Posted by erik at August 28, 2004 1:33 AM | TrackBack
Comments

Personaly I never want to live in the city. I like visiting it ocasionaly but I don't want to live there. On distributism, distributism doesn't exclusivly advocate an agrarian lifestyle. I't does hold agriculture in high esteam as the primary occupational vocation of man "till the earth and subdue it" God told Adam. But what distributism advocates is that most men shold own their own means of livelyhood for the suport of themselvelves themselves and for their family. It advocates craft above mass production and local economy above international. It also advocates that the men of the various occupations join together into what are known as guilds these serving the purpose of mutual suport and protection, they would serve many of the roles now played by the government such as suport of those who are sick or cannot work, as also to insure quality and honesty in the members work and to prevent one, from runing his neighbor out of buisness. It is is a philosophy rooted in the Papal Encyclicals Rerum Novarum and Quadragisimo Anno But also in Biblical teaching, Medieval, and Classical Philosophy.

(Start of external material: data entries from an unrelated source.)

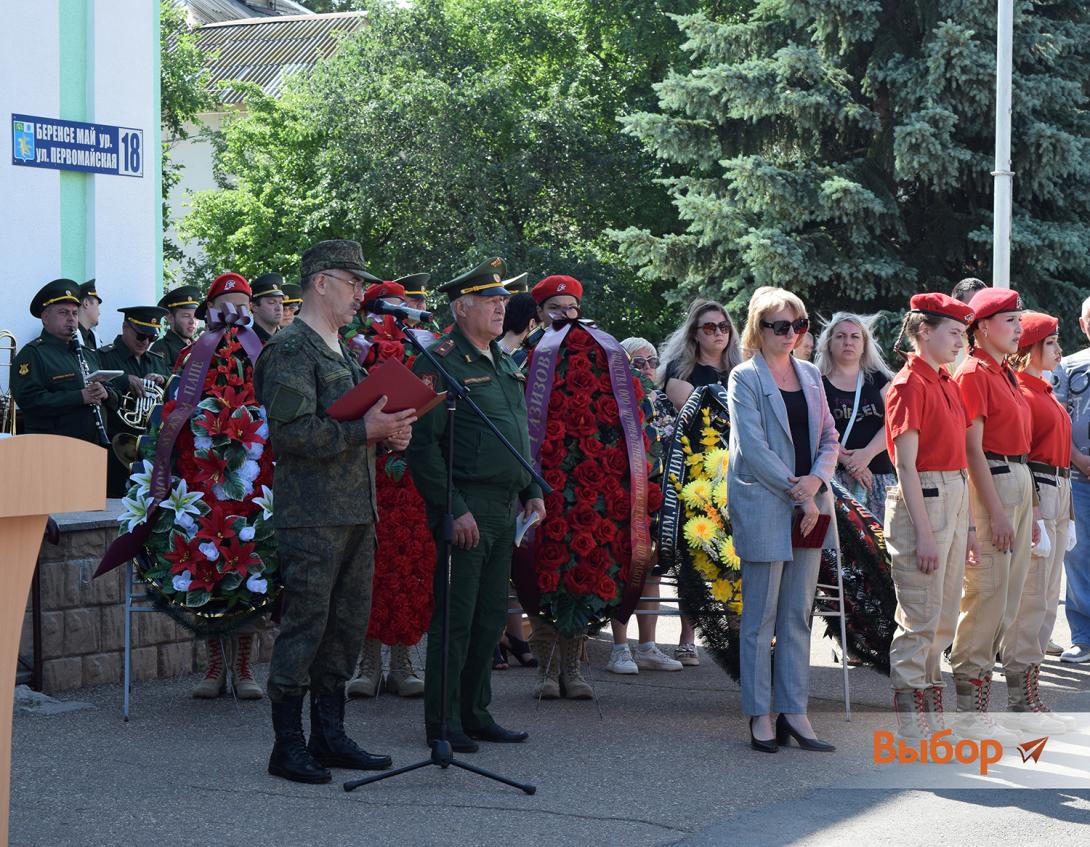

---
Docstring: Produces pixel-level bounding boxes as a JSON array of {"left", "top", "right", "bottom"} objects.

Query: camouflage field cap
[
  {"left": 439, "top": 258, "right": 511, "bottom": 300},
  {"left": 299, "top": 241, "right": 383, "bottom": 282},
  {"left": 31, "top": 279, "right": 80, "bottom": 317}
]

Posted by: at January 20, 2006 7:01 PM

TSO,

I have not read it. I tend to view agrarianism as a follow of the Englisch upper classes. Man is a social animal who should live in cities, whether they be of 10 million or 250. Take a town like Sarteano, (SI), in Tuscany. Little spot on the map (you get off at the Chiusi train station and take a bus, or, if you are driving, take the Chiusi exit of the A-1 and turn left). There is nothing much for checklist tourists: a few baroque paintings, but otherwise just a small town. However, it has a civic life that is amazing.

Leave the countryside for wolves and hermits. Tend the farms outside the city, but live in the city. Otherwise you can get mighty dingy.

Posted by: Erik Keilholtz at September 1, 2004 12:08 AM

This is unrelated to the post, but I dimly recall that you are anti-Distributionist & anti-agarian (in the sense Distributism means). I know little about the subject, so was recommended "I'll Take My Stand: The South and the Agrarian Tradition". Just curious if you've read it and/or if you think it's worthwhile.